And then, at the tail end of 1973, when she’d just turned thirty-two, Ellen initiated a breakup with Steve. He remembers it not as one defining incident—although their fights were at times acutely painful—but as a result of her amorphous desire for freedom and solitude. It wasn’t a clean break. She and Steve felt like family to each other, and for years they would occasionally sleep together after a night out on the town. But partnership never felt quite right. As she said to Steve, miffed after discovering he’d gone on a few dates with another woman: “You know, we were always better friends than we were lovers.” Looking back, Steve thinks she was probably right. “Ellen really did want to live on her own,” he reflected years later on the phone to me. “She wanted to have other relationships. She wanted to be by herself.”
And she would live alone, for six years after that, first in the place they once shared in Park Slope, then in a small apartment on Waverly Place in the West Village. Nostalgists might picture a modest but sunny studio, perhaps with dusty parquet floors and other prewar details. I certainly did as a young teen growing up with two professor parents in the nineties. By the time my mom got tenure at NYU and we moved into a university-owned apartment in 1995, Bleecker Street’s musicians and artists had long ago been replaced by drunk tourists and college freshmen brandishing fake IDs.

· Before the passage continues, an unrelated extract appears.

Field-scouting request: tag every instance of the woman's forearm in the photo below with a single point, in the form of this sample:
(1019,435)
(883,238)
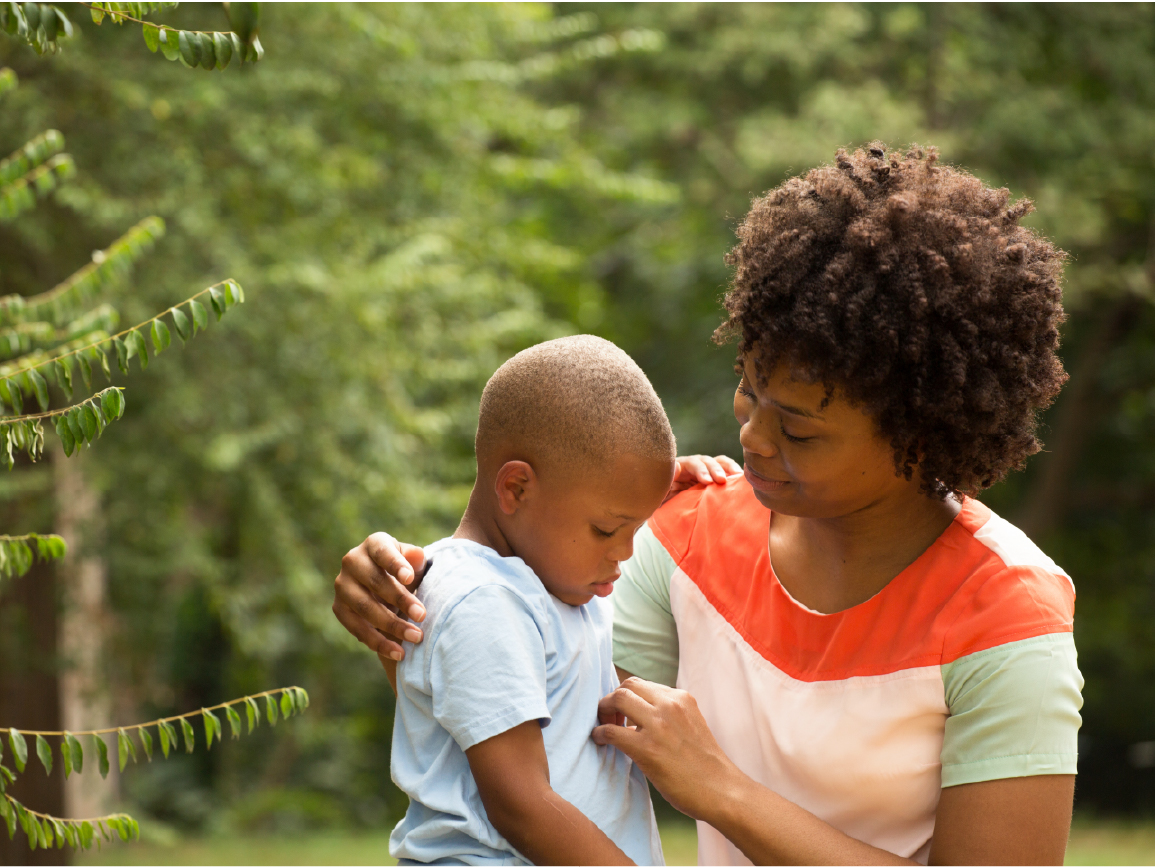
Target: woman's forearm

Sadly, old photos confirm that my mom’s place on Waverly did not fit my bohemian fantasy. It was shabby, without the chic. The floors were black-and-white-checkered linoleum, even in the bedroom; my mother’s thousands of records were held up by plywood and cinder blocks; her bed was a frameless mattress and box spring covered with tattered floral sheets. Still, this apartment was hers. It became the place she’d hole up and write (or have writer’s block) for days, eating marshmallow circus peanuts and blintzes from the Polish diner. It became a place she danced to Creedence Clearwater Revival, had affairs, gossiped with friends, and read books while chain-drinking coffee.